At what age can a child decide which parent they want to live with?
My daughter who is 16 wants to live with me but her dad has sole custody of her. People say she can go to a judge and just say she wants to live with me.
I recommend that you contact the NE State Bar Association or the local bar association in the city or county you live in about their lawyer referral service.
It is my understanding that in order to modify a child custody order in Nebraska requires that there be a substantial and material change in circumstances.
Counsel in the area indicate that "it is far more difficult to win a custody case in a modification context than in the initial divorce. The party seeking modification must carry the burden of proof that shows a material change of circumstances that did not exist when the original custody order was put into place. It can also be an expensive and lengthy process, often taking six months to a year to achieve.
However, the wishes of a child can be an important factor in deciding custody. The weight a court gives the child's wishes will depend on the child's age, maturity, and quality of reasons. A court is more likely to follow the preferences of an older child, although the court will want to assess the quality of the child's reasons. If a child wants to be with a parent only because that parent offers more freedom and less discipline, a judge is not likely to honor the preference. A child whose reasons are vague or whose answers seem coached may not have his or her preferences followed.
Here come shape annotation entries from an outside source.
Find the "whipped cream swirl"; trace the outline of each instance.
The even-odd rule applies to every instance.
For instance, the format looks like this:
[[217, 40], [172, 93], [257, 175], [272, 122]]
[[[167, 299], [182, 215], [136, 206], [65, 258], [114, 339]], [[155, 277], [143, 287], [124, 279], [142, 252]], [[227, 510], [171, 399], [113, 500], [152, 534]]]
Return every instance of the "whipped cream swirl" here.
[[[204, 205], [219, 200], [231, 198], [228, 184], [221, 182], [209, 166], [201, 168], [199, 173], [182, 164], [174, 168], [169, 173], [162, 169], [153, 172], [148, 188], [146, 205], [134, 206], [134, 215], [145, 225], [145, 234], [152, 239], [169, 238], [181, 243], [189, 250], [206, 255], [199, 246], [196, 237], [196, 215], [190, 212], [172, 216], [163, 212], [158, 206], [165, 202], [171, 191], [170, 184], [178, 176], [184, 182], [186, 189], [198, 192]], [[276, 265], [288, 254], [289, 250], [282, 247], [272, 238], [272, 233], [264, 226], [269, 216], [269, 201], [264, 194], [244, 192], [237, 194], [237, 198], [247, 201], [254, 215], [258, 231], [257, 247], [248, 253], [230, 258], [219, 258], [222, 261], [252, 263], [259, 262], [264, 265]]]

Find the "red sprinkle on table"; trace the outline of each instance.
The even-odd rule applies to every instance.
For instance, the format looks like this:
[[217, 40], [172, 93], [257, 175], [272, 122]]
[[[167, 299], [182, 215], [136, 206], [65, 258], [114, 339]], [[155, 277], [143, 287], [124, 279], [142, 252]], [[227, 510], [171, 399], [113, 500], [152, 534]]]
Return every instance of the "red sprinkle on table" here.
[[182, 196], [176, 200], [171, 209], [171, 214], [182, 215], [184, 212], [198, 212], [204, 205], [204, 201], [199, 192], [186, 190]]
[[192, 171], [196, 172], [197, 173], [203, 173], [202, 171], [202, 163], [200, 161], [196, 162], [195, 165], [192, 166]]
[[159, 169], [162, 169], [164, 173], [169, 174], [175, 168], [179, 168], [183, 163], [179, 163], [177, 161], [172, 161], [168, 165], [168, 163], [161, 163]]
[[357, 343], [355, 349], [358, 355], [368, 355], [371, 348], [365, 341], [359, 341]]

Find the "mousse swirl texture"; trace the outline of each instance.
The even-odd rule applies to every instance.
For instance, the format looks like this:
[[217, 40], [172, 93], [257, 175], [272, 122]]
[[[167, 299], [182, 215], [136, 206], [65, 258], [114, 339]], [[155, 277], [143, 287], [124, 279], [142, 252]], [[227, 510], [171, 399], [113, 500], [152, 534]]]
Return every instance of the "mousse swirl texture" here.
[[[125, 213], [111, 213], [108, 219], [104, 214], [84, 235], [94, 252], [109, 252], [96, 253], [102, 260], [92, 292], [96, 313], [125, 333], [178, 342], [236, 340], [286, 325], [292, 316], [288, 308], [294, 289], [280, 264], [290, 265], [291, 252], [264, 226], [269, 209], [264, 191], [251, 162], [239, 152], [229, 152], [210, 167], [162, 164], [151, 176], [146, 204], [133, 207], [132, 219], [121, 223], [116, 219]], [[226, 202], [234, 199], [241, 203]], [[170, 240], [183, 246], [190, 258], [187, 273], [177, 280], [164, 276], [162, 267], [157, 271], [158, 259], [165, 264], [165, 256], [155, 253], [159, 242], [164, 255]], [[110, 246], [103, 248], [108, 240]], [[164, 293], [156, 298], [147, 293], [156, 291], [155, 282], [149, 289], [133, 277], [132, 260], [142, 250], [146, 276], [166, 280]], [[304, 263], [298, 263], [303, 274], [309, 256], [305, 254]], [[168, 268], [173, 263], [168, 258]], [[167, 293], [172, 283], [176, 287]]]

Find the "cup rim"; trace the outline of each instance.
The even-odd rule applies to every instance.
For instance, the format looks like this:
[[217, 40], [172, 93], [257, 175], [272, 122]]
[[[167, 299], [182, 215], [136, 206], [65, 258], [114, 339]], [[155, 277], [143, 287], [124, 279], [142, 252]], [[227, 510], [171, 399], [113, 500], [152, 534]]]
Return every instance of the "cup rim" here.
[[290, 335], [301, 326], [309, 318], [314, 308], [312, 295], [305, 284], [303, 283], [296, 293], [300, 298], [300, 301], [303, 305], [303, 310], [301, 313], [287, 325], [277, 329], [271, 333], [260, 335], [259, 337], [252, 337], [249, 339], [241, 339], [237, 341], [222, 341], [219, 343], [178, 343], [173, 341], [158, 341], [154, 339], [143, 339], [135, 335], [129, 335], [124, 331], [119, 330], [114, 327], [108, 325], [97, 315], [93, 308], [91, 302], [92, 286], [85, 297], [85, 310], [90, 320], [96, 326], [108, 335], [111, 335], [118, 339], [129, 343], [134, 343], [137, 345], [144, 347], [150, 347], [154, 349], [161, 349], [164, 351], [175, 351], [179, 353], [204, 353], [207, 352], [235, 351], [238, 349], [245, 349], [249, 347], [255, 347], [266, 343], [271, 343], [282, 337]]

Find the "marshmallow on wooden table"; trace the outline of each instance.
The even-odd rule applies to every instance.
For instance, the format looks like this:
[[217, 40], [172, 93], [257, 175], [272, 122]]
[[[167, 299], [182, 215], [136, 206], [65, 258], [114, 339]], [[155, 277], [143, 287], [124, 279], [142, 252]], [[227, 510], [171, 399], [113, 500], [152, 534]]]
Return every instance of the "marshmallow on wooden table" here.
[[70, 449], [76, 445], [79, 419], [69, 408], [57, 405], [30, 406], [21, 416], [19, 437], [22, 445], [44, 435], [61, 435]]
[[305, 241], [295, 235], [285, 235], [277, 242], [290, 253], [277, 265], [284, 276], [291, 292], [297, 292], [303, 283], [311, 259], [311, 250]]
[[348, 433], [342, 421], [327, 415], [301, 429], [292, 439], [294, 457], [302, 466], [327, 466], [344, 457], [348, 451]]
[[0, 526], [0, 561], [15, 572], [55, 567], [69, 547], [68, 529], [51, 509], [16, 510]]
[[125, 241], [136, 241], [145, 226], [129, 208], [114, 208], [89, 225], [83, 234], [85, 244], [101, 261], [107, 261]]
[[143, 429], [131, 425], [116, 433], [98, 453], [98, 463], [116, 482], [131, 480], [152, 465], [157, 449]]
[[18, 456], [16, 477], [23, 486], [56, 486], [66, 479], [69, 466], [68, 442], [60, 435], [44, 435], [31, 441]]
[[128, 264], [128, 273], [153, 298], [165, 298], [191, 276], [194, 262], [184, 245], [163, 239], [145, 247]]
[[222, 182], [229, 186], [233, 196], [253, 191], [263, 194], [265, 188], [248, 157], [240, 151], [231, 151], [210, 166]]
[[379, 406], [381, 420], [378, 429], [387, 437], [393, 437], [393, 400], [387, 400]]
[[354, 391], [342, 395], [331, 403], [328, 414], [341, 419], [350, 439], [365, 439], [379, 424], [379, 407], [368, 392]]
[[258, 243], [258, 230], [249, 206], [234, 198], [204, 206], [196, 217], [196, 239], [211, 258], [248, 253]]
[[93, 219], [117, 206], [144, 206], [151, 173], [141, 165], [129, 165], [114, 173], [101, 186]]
On the other hand, if a child expresses a good reason related to the child's best interest--such as genuinely feeling closer to one parent than the other--the court will probably follow the preference. Although most states treat a child's wishes as only one factor among many to be considered, a few states allow a child of twelve or fourteen the "absolute right" to choose the parent with whom the child will live, as long as the parent is fit."
Seek consultation from an attorney in your area on all this. If your ex contests the issue it could be a long haul. But if your daughter has good reason to want to move in with you you may have a fighting chance. Good luck.